Despite a level of security that's been compared to that of the CIA, the British and American publishers of J.K. Rowling's bestselling series of Harry Potter novels were unable to keep the title of Book IV a secret until the book's on-sale date of July 8. The London Telegraph reported Sunday that "sources close to the project" strongly hinted that the title of the new book is "Harry Potter and the Goblet of Fire." Today, Scholastic Inc., the U.S. publisher of the series, issued a statement confirming that report.
"It was leaked," said Scholastic spokeswoman Judy Corman, "and once that happened, we felt it was silly" to continue to try to keep the title a secret. "It was going to be a surprise, like a birthday or a Christmas present, for the kids," she continued with a sigh. "We're sorry, but we know they'll like the book just the same."

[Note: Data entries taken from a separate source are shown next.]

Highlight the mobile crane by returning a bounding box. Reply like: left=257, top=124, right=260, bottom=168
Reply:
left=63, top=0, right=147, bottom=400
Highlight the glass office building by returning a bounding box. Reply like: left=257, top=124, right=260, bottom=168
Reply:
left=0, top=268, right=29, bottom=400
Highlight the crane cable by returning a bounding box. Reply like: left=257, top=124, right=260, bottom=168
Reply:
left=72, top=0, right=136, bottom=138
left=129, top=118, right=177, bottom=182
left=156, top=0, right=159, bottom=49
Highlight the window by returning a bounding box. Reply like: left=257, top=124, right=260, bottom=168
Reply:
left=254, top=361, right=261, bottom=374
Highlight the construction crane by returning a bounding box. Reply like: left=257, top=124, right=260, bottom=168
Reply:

Corman states that the Telegraph was not alone in leaking the title, but decline to name any other outlets for the story.
In a letter to her readers, Jenna, the creator of the Unofficial Harry Potter Fan Club Web site and a 27-year-old Web designer, says that "credible" sources had e-mailed her the title several days before the Telegraph story ran, but that she still felt unsure about posting it to her site. When "a person e-mailed me with the title and threatened to tell other webmasters if I didn't post the info and give him credit," she refused his demand, later deciding to post the information because "it was leaking out." Jenna, who does not offer a last name, also posts cover art for both the U.S. and U.K. editions of the book, stating, "After researching the sources of the images, I have come to believe the title and cover [for the U.S. book] are accurate."
Rumors have been flying on the Web and off about the plot for "Harry Potter and the Goblet of Fire," but Rowling has insisted that all information about the book be kept a strict secret to avoid spoiling it for her many young readers. Emma Matthewson, her editor at Bloomsbury, her U.K. publisher, told the Telegraph that she kept the 700-page manuscript -- of which there was only one copy -- with her at all times, "and when I was not working, I kept it in a safety box in the bank." She added that her car had been broken into twice while she was editing the manuscript.
Fans have instead been contenting themselves with news tidbits about the casting of the film version of her first book, "Harry Potter and the Sorceror's Stone," to be directed by Chris Columbus. British actress Maggie Smith is reportedly up for the role of Professor MacGonagall and Tim Roth is rumored to be a candidate to play Harry's nemesis, the sinister Professor Snape.